Ils pénétrèrent enfin dans la salle des trésors, une chambre de taille moyenne, où il faisait extrêmement sombre et dont le sol était recouvert d’une poussière séculaire. A la lueur de leurs torches, les deux explorateurs contemplèrent une dizaine de coffres de pierre. Trari sortit alors de sa robe une petite clé à la forme étrange, il ne souhaita pas révéler à son jeune acolyte les conditions dans lesquelles il se l’était appropriée, et, trêve de bavardages, il déverrouilla avec avidité le premier coffre, et tenta alors de soulever son énorme couvercle. Le poids en était considérable, mais il refusa l’aide que Gareth lui proposa, et sollicita toute sa force. Enfin l’énorme couvercle bascula avec un énorme fracas. Le conteur était alors dressé, immobile, devant le contenu de ce coffre, tournant le dos à Gareth, et au bout d’une poignée de secondes qui lui sembla interminable, le jeune homme étonné par cette soudaine immobilité, posa sa main sur l’épaule de Trari. Celui-ci bascula alors en arrière et lui tomba dans les bras. Gareth lâcha un cri d’épouvante en constatant les trois flèches qui étaient enfoncées dans son crâne, et laissant tomber le corps inerte, jeta un regard désespéré au contenu du coffre. A peine soulagé, il vit des dizaines de bijoux d’or et de cuivre, qui contrastaient étrangement avec l’univers alentour, qui n’était que pierre et tristesse. Une flèche lui frôla soudain la tête, et, aux aguets, il perçut un mouvement venant d’une porte au fond de la salle. Épouvanté, il distinguait des formes décharnées se dessiner dans la lueur de sa torche : une véritable troupe de squelettes et de cadavres pourris aux longues dents. Saisi d’une peur incontrôlable, il se saisit d’une grosse poignée de bijoux, et, sachant le danger que représentait pour lui la lueur de la torche, il la laissa tomber dans le coffre et détala dans les couloirs du palais souterrain, des dizaines de squelettes à ses trousses.

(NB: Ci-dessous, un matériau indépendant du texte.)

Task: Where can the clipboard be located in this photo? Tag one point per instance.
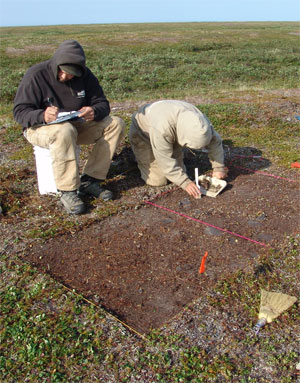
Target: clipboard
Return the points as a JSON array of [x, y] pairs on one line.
[[65, 116]]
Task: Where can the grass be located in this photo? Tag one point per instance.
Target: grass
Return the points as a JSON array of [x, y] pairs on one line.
[[49, 333]]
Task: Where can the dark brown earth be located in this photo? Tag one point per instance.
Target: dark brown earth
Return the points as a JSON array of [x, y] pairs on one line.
[[142, 264]]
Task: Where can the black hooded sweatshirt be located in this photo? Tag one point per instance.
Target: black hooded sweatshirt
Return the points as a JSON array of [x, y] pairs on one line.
[[40, 84]]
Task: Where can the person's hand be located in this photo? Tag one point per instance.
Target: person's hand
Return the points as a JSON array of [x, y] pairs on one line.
[[220, 174], [50, 114], [87, 112], [193, 190]]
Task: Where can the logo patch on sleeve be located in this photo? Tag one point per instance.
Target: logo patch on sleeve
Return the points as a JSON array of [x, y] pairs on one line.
[[81, 94]]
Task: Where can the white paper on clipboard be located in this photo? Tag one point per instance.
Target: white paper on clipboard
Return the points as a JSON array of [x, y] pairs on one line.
[[65, 116]]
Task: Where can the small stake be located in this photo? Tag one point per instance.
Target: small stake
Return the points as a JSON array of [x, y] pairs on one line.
[[197, 178], [202, 266]]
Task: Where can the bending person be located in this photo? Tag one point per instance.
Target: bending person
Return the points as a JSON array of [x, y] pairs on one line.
[[160, 130]]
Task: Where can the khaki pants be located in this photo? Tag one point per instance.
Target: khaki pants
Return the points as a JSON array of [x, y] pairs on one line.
[[151, 172], [61, 140]]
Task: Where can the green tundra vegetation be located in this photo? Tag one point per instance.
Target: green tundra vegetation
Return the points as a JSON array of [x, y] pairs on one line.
[[243, 76]]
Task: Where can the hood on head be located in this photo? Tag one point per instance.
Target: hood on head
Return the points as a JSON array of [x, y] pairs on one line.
[[193, 130], [69, 52]]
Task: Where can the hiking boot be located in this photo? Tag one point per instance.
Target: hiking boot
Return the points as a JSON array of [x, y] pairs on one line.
[[72, 202], [92, 187]]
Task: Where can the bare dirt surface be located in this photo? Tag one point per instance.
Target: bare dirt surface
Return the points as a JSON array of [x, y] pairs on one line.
[[142, 265], [141, 261]]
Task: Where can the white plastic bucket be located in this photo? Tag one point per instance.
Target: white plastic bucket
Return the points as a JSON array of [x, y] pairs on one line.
[[45, 177]]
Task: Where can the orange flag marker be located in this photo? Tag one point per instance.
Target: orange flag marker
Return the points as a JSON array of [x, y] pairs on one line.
[[202, 266]]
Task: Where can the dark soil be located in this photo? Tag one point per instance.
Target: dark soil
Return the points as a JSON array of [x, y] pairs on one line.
[[142, 264]]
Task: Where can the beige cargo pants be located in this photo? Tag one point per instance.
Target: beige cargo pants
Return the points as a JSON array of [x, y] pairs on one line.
[[140, 143], [62, 139]]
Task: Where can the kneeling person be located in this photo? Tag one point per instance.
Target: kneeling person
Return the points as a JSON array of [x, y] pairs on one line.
[[158, 133]]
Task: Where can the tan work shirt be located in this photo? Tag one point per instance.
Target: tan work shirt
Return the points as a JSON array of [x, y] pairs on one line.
[[169, 123]]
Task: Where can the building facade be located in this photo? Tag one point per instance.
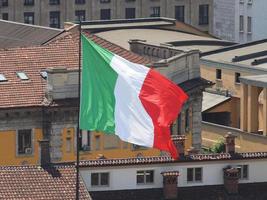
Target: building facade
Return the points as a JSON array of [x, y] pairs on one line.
[[54, 13], [239, 21]]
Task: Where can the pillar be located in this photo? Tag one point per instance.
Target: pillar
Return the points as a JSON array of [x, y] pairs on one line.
[[265, 111], [244, 107], [170, 181], [253, 109]]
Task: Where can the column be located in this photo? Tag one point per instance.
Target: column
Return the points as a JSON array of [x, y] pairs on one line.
[[253, 109], [244, 107], [265, 111]]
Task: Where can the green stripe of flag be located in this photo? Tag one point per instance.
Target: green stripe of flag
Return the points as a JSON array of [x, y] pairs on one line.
[[97, 93]]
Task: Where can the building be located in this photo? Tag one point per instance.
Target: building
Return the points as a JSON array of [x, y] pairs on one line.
[[54, 13], [239, 21], [39, 94], [238, 73], [228, 175]]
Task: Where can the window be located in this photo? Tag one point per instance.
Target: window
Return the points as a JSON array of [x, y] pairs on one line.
[[5, 16], [241, 23], [243, 171], [203, 14], [104, 1], [130, 13], [155, 12], [22, 76], [237, 75], [194, 174], [55, 19], [145, 177], [25, 141], [29, 18], [79, 1], [54, 2], [105, 14], [187, 119], [2, 78], [249, 24], [85, 141], [100, 179], [97, 142], [179, 13], [80, 15], [28, 2], [218, 74], [4, 3]]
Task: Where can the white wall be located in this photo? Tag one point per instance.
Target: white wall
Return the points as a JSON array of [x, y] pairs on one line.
[[124, 177]]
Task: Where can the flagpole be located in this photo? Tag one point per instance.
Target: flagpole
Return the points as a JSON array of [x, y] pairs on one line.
[[78, 126]]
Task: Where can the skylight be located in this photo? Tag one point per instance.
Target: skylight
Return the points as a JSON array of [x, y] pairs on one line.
[[2, 78], [43, 74], [22, 76]]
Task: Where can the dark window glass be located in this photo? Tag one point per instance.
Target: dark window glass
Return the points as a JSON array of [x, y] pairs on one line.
[[79, 1], [104, 1], [218, 74], [105, 14], [155, 12], [5, 16], [55, 19], [24, 141], [29, 18], [104, 178], [94, 179], [80, 15], [130, 13], [179, 13], [237, 75], [190, 175], [203, 14], [4, 3], [28, 2], [54, 2], [198, 174]]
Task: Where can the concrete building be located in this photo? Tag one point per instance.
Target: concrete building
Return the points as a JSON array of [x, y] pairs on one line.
[[239, 73], [54, 13], [39, 87], [224, 176], [240, 21]]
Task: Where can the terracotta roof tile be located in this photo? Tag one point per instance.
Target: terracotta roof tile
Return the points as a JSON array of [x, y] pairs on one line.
[[62, 51], [35, 182]]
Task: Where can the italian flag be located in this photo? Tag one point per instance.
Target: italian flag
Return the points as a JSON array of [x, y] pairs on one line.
[[127, 99]]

Perdu, il courait sans trouver d’issue, et plus il sillonnait le palais, plus les gardiens des ruines semblaient le talonner. C’est alors qu’il crut rêver en découvrant un escalier en colimaçon qui disparaissait dans les plafonds du palais, et qui semblait avoir été conçu pour quitter véritablement l’endroit. Il monta ses marches quatre à quatre, et se retrouva bientôt dans une totale obscurité. Au sommet de l’angoisse, il continuait son ascension, et bientôt les jurons effrayants des horribles morts vivants s’évanouirent loin derrière lui. Il courut, encore et encore, grimpant cet escalier sans fin, et au bout de ce qui lui sembla être une éternité, il vit enfin la lumière… De la nuit ! Il était perché sur un belvédère qui surplombait d’une centaine de mètres d’altitude une vallée de verdure et de paix, qui déroulait ses bois épars au pied de la montagne. Épuisé et douloureusement marqué par sa terrible expérience, il s’écroula sur la roche et pleura longuement, en remerciant les Divins de l’avoir ramené à la surface. Il se releva ensuite et descendit fébrilement les escarpements de la montagne, avant de poser à nouveau le pied sur une terre meuble.
Quelques jours plus tard, il avait rejoint la Citadelle, où, exténué et encore pensif, il avait retrouvé ses collègues et son chef caravanier. Tous furent heureux de le revoir, et aussi comprirent-ils mal sa décision d’arrêter son travail d’escorte pour un moment.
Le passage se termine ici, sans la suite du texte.